Day 1: The MRI Of The Heart
Matthew 5:27-28 “You have heard that it was said, Do not commit adultery. But I tell you, everyone who looks at a woman lustfully has already committed adultery with her in his heart.”
There is a version of your life that looks pretty good on the outside. You haven’t done the unthinkable thing, you manage your image, and you keep your hands clean. Most days, if someone asked how you were doing spiritually, you’d say you were doing fine.
Then Jesus opens His mouth, and suddenly fine isn’t a category anymore.
What Jesus is doing here is not running His hand over the surface of your life and patting you on the back. He’s running an MRI on your heart. An MRI doesn’t care about your Instagram feed. It sees underneath the skin, all the way down to what’s been growing in the dark.
And what does He find?
- The thought you keep letting run
- The desire you keep entertaining
- The resentment you keep feeding
No one else sees it. You’ve barely admitted it to yourself. But Jesus sees it, and He’s not pretending otherwise.

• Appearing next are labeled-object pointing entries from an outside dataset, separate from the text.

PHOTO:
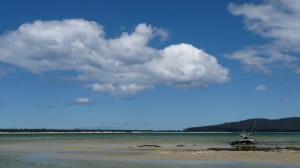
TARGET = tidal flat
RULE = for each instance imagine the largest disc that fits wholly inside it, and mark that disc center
(143, 150)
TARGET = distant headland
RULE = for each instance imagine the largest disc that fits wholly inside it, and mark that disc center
(291, 124)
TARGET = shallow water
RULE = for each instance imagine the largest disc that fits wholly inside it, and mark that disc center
(16, 150)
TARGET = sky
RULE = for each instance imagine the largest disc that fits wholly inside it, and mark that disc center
(172, 64)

Instead of asking, “Have I done the thing?” Ask, “What am I wanting that I shouldn’t be wanting?” Because that is where Jesus is looking. And the fact that He looks that deep isn’t bad news; it’s really good news! A Savior who only treats the surface cannot save you, but the One who goes down to the caverns of your soul is the only One who can actually get you clean.
Worship Him for refusing to leave you alone on the surface.

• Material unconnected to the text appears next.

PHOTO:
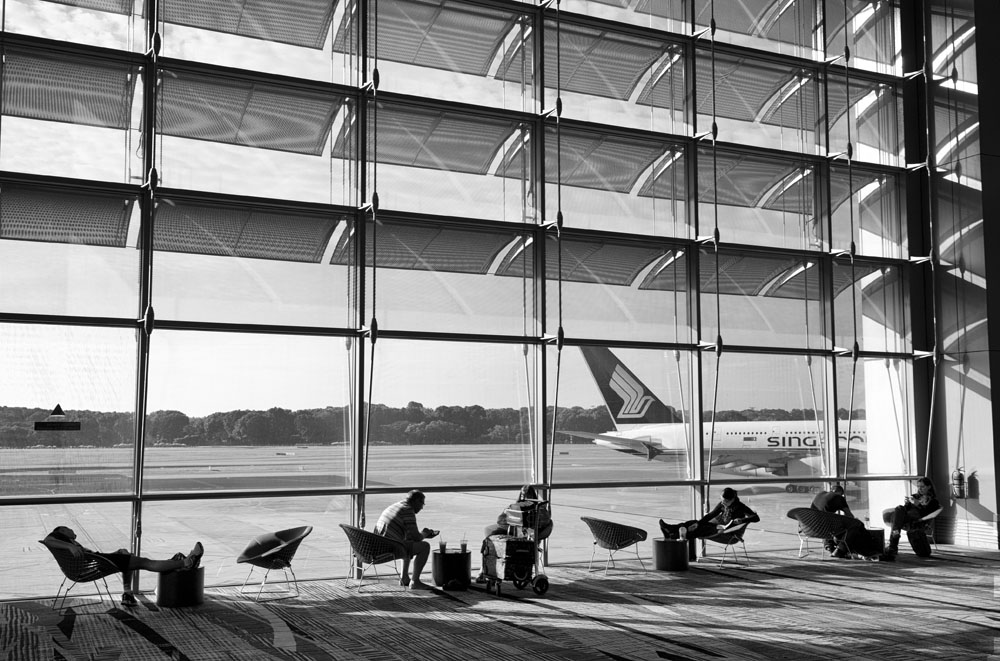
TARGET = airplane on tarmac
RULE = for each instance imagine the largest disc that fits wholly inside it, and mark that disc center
(646, 427)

Prayer: Father God, thank You for caring about me so much that You deal with the sin that are deep down. Help me to repent of those sins today. In Jesus’s name, amen.
Day 2: Sin Is Not A Mole
Matthew 5:29 “If your right eye causes you to sin, gouge it out and throw it away. For it is better that you lose one of the parts of your body than for your whole body to be thrown into hell.”
Part of you wants Jesus to take a chill pill. “Gouge out an eye? Lord, maybe we can workshop the language.”

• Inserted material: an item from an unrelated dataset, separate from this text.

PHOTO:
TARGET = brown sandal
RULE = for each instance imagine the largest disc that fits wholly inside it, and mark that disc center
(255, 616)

But Jesus isn’t saying this because He’s carried away. He talks like this because you have been talking about your sin like it’s a mole. Cute, familiar, and just part of who you are.
Sin is not a mole. Sin is cancer.
Think about how you’d respond if a doctor told you the spot on your back was spreading. You wouldn’t negotiate about how much skin he’s allowed to take. You’d get on the table and let him cut as deep as he needed. Because losing some skin is better than losing your life.
So why do we keep negotiating with Jesus? “I can handle it.” “Everybody does it.” “I’ll deal with it after the holidays.”
The sin you’ve been managing is not managing you well. Sin is not your friend, it’s your murderer. The reason Jesus talks this violently is because the stakes are that high.
This is where grace lands hardest. Jesus speaks this bluntly because He loves you too much to let you die comfortable. He would rather shock you into life than let you drift into death.
Hear Him. Really hear Him. Then worship Him for refusing to be polite with what was killing you.
Prayer: Father, I don’t want to be soft on sin. I know it’s trying to kill me. So, help me to put any sin that I have in my life to death today. In the name of my Savior, amen.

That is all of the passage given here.